おっと、対応を間違えたようだ。
なんだ…この感触…柔らかい
机に全体重をあずけ、ダルいホームルームを睡眠という名のショートカットで下校までの体感時間を短縮してやろうとしたことが間違っていたらしい。
目を覚ますと僕とシンメトリーになっている女の子がいた。すぐ隣にいた。僕の机の半分を占領しノぺーと全体重を乗せた彼女とバッチリ目が合った。
僕は脳みその労働基準法にギリ引っかかるぐらいにフル回転させる。
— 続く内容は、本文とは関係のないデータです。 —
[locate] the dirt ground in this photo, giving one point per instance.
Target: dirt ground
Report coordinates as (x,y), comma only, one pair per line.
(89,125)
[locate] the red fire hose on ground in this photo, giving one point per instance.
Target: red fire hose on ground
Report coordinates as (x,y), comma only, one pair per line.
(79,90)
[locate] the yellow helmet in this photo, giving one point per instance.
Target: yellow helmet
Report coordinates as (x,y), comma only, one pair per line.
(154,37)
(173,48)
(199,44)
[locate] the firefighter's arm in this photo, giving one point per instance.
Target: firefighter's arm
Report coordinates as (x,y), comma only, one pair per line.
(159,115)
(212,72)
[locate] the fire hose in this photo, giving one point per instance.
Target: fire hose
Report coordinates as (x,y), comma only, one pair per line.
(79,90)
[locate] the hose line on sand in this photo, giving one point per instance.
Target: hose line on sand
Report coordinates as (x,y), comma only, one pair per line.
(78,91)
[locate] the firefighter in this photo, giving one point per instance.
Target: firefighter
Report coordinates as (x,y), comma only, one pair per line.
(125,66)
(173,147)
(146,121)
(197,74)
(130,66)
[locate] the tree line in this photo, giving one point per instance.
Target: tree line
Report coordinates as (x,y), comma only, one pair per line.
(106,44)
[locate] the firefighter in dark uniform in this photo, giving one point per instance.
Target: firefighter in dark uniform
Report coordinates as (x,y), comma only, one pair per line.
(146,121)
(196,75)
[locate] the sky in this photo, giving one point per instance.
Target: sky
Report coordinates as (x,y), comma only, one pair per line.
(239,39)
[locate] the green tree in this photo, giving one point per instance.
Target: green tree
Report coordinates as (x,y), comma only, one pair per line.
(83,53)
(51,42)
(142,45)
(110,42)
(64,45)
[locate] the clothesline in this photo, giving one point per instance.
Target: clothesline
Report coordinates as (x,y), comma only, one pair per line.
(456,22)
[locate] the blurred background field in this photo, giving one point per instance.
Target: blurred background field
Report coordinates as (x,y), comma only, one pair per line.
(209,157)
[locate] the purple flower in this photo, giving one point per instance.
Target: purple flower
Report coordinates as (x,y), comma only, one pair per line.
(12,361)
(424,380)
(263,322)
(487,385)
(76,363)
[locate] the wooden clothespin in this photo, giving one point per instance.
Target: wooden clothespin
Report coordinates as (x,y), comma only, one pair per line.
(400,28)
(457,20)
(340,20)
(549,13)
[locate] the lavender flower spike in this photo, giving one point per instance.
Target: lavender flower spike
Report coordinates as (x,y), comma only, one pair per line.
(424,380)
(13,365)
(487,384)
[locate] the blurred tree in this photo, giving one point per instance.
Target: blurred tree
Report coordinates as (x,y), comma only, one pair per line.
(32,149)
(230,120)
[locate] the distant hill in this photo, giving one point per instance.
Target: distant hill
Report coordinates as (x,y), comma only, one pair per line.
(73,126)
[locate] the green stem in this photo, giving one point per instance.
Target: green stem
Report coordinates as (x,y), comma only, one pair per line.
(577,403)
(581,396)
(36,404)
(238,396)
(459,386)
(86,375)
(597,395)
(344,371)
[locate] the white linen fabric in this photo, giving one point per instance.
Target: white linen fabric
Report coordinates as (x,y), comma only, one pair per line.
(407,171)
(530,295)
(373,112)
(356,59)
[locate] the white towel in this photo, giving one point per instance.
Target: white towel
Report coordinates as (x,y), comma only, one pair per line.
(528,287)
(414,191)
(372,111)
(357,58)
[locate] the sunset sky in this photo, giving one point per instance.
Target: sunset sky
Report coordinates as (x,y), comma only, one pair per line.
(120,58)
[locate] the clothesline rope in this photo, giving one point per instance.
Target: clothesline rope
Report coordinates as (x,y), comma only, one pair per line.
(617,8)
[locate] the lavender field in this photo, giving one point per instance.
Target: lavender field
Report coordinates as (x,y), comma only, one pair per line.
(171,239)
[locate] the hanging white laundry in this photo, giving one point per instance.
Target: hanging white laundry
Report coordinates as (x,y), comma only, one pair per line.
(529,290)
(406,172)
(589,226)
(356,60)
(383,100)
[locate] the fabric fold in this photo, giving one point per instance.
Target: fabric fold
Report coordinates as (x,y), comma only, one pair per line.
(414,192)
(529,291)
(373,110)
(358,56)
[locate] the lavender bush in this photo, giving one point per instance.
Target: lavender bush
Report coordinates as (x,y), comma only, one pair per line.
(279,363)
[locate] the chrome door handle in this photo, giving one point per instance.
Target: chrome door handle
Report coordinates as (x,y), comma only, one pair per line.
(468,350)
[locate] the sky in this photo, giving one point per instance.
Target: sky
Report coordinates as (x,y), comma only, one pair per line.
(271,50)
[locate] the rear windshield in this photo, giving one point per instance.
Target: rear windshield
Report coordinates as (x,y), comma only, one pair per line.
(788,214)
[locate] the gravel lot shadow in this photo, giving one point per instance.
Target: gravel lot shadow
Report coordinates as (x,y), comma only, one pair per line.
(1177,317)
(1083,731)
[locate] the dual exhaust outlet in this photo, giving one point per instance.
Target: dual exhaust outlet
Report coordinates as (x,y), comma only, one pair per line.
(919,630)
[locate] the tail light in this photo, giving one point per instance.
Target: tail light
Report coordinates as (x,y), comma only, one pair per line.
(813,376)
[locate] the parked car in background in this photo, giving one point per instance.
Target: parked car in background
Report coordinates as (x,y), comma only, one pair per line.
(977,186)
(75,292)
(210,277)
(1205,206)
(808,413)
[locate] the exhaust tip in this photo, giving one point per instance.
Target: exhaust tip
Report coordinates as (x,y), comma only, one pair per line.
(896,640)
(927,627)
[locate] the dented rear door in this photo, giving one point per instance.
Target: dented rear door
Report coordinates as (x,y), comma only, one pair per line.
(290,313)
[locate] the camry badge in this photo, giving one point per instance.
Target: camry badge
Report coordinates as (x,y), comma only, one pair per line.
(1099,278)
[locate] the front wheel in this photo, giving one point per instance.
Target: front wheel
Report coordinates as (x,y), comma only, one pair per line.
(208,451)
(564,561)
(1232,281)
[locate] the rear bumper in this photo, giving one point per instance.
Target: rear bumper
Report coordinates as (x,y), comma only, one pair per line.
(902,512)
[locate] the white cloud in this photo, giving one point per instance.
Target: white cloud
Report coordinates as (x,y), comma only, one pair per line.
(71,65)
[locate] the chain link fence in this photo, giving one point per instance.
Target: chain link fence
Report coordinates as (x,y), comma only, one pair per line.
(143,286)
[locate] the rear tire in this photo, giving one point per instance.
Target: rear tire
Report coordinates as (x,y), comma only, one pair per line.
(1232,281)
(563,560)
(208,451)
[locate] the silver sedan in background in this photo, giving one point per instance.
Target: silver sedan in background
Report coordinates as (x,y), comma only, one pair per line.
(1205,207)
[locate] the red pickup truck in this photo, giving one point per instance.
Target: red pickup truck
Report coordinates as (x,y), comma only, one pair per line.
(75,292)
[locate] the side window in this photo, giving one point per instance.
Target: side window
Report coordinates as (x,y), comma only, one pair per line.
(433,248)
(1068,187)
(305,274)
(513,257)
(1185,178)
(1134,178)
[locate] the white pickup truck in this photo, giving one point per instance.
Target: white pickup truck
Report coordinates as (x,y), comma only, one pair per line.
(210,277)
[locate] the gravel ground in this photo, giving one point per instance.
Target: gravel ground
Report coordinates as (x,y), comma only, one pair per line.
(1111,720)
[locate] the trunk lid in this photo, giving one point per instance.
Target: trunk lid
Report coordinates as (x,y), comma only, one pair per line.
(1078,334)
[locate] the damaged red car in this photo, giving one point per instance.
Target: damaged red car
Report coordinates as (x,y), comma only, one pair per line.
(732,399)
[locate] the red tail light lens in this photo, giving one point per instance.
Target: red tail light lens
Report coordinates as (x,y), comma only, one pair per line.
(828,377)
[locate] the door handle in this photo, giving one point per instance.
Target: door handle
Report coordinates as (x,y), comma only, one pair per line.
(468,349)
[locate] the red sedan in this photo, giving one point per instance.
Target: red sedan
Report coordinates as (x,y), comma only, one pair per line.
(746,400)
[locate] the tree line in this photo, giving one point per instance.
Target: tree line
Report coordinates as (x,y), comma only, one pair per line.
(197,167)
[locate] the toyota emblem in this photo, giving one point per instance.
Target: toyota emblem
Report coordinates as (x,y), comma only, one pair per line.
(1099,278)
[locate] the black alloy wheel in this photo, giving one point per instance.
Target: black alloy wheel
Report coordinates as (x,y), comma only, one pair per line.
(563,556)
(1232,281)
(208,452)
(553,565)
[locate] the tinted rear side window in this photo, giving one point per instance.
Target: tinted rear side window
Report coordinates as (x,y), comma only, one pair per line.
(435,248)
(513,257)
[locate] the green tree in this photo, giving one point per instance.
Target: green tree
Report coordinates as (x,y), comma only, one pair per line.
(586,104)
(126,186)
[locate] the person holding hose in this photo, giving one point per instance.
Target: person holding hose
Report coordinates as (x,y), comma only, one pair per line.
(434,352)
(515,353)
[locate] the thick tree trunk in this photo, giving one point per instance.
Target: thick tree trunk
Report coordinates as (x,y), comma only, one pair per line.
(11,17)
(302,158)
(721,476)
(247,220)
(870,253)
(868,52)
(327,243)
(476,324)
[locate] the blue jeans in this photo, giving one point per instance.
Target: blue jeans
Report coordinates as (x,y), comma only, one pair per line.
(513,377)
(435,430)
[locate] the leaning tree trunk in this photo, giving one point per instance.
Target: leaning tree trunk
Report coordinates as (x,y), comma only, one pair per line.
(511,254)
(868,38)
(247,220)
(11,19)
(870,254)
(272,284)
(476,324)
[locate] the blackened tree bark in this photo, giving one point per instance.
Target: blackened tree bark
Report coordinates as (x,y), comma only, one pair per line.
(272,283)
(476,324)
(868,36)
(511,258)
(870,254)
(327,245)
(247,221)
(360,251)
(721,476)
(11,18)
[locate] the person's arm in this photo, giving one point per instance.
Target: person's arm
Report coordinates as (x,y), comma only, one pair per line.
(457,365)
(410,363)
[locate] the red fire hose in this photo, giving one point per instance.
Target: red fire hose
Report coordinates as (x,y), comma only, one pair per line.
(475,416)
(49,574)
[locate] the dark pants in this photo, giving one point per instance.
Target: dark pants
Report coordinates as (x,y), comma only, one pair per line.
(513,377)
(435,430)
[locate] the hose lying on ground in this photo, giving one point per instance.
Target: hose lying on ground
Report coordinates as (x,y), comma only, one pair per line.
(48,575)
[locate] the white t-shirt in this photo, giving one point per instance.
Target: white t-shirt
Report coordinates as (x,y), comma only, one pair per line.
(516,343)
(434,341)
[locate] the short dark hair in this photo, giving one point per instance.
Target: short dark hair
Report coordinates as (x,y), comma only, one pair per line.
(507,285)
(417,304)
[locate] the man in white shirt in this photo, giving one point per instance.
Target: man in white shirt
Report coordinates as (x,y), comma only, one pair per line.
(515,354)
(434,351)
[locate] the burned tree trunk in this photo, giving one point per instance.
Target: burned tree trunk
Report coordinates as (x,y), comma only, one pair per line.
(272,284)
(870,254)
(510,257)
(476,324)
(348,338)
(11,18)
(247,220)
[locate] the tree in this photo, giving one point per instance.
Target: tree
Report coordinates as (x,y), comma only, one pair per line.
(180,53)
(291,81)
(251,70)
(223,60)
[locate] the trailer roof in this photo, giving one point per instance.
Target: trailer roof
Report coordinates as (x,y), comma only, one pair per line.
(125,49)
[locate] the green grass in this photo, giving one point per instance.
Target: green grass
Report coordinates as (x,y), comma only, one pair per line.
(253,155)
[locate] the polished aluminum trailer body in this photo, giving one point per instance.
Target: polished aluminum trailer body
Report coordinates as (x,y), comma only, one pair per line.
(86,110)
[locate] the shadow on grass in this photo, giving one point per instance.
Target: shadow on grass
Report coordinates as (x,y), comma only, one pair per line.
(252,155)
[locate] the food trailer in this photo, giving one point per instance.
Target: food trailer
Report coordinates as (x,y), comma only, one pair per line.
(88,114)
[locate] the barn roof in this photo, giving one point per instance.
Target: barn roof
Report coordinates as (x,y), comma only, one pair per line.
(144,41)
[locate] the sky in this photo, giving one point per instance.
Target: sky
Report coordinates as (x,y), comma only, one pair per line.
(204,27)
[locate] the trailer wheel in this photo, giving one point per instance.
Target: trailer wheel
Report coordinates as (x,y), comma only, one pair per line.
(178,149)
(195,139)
結果、何も結論が導き出せず何も悪くない可哀想な自分の脳みそを労わってあげようとしているぐらいには色々手遅れのようだった。
僕の顔に浮かんだ「?マーク」が彼女の口からの状況説明を訴えていると読み取ったのか僕が口を開く前に彼女が口を開いた。
「愛情表現だよ」
??
「えっと違ったかな求愛行動かな?」
????
「んんんー!!だから!ホームルームからずっと寝てたから起こしてあげようと思って普段見られない寝顔姿を目に焼き付けておこうと見つめてたらキスしてました。(早口)」
??????
ダメだ…説明されても脳内の?マークが増えるだけだった。
落ち着け僕、ゆっくり考えてみよう。
(ホームルームからずっと寝ていたから起こしてあげようと思って)
うん、ここはわかると腕を組みながらフムフムと頷く。
(普段見られない寝顔姿を目に焼き付けておこうと見つめてた)
ん〜まぁ変態の残り香がするがまだ飲み込めるか
(キスしてました)
は?
「もぉ〜なんか言ってよ。ま、無口の所も高嶺の花って感じがして魅力の一つだけどねぇー。口で説明するの恥ずかしかったんだからね!」むぅと頬を膨らませる彼女。
関わってはいけない人だ。人間の本能的な信号が赤に点滅している。少し女の子に言うのは気は引けるが初めましての人に生涯さようならを告げる高濃度の一言をプレゼントしておこう…
『キモ』
(ゾ ォォォクゥゥゥゥゥゥゥゥヴ)
おっと、対応を間違えたようだ。